Chamam-lhe tempestade, ciclone, furacão. Dão-lhe um nome de mulher e dizem que têm olho. Ir ao olho do furacão. Ver o interior daquele reboliço. Desaparecer e aparecer no outro lado do mundo.

A vertigem. A vontade imensa de ser herói e vítima. Atravessar a tempestade e dançar à chuva. A inclemente intempérie. A revolta dos revoltados. Os chapéus de chuva a voarem sem sentido. A noite a adensar os medos. Uma avenida dizimada. A luz que se apaga.

Chega, do Norte, o som do sopro nas gaitas de foles. Um exército de gaiteiros enfrenta as inclemências e abre caminho à esperança. Sons que dão força aos sentidos. A Céltica bravura. O Norte mais a Norte. Tudo o que combate o desnorte.

Sopra o amolador a sua típica gaita. Uma música única que se propaga pela rua. Um outro vento. Dizem que é anúncio de mau tempo. O homem lança o seu eterno pregão. Os chapéus de chuvas estragados, as facas para afiar, as tesouras, vêm até à rua. Tudo é reparado. A faísca na pedra de amolar. Um anúncio de trovoada e mais mau tempo. O amolador segue caminho tocando a sua gaita.

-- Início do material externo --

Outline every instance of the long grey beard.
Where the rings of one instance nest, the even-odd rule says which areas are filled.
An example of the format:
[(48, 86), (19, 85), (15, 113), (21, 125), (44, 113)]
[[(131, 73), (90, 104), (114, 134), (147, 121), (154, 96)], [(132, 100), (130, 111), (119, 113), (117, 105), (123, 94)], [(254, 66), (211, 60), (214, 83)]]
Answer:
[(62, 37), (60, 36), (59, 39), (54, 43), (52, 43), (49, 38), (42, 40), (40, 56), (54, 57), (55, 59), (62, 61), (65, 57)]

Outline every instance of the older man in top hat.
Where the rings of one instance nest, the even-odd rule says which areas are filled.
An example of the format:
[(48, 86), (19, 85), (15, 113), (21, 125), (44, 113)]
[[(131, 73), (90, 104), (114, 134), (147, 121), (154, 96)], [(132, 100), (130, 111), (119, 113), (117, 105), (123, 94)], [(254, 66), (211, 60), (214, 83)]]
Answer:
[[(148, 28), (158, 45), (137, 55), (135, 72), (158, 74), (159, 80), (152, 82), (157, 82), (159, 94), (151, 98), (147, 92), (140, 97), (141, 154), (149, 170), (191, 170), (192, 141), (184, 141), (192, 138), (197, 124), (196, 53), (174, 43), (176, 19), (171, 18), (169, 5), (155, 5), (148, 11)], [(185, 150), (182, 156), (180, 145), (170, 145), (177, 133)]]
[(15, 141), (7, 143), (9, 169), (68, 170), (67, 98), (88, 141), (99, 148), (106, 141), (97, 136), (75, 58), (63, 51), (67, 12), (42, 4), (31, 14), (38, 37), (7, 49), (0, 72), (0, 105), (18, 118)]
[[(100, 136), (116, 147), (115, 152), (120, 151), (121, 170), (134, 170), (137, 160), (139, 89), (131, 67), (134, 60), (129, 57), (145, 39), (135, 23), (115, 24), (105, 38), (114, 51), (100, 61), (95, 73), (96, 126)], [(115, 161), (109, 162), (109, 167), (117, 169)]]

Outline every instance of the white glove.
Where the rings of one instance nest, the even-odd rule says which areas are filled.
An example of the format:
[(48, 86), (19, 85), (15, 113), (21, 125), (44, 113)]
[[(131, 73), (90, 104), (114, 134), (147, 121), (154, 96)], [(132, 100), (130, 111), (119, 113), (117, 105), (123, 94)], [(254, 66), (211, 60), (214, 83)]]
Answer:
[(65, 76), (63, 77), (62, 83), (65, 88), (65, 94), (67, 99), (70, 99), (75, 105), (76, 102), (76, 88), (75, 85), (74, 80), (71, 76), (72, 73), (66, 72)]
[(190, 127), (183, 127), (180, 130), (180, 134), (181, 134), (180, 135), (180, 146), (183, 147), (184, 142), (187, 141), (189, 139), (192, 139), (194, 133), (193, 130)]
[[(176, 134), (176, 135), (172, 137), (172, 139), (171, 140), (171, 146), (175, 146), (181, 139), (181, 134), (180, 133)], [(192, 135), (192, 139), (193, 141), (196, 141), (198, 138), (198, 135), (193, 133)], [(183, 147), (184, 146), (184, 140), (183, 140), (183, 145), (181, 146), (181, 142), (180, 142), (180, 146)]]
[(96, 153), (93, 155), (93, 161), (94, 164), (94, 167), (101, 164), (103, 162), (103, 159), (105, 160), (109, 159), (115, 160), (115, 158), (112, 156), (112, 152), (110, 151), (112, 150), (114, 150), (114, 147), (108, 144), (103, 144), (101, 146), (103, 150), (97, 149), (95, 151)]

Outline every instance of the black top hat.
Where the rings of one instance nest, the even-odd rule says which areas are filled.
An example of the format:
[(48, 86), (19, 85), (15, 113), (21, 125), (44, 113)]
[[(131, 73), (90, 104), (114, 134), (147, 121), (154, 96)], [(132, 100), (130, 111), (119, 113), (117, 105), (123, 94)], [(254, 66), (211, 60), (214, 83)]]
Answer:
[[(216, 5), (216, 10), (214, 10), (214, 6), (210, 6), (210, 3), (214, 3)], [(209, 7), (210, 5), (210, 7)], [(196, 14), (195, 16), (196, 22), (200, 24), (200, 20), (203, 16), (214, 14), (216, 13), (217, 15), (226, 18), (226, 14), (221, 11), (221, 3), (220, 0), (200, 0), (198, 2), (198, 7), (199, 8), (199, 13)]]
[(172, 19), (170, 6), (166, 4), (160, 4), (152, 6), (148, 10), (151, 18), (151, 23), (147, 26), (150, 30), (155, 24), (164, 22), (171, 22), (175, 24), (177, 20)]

As histórias que os marinheiros contam ao balcão de um bar. A passagem dos estreitos. As tempestades sem nome e maiores que todos os Adamastores. As camas quentes. Os quartos de serviço. A água que entra e sai. Um marinheiro que caiu do beliche de cima, partiu quatro costelas e ficou cinco dias sem falar. Os olhos muito abertos. Um ar de espanto. Viria a falar ao sexto dia como por milagre. Tal foi o susto! Quando chega a calmaria ninguém já se lembra quem foi. É tudo para esquecer. É tempo de recuperar os sentidos.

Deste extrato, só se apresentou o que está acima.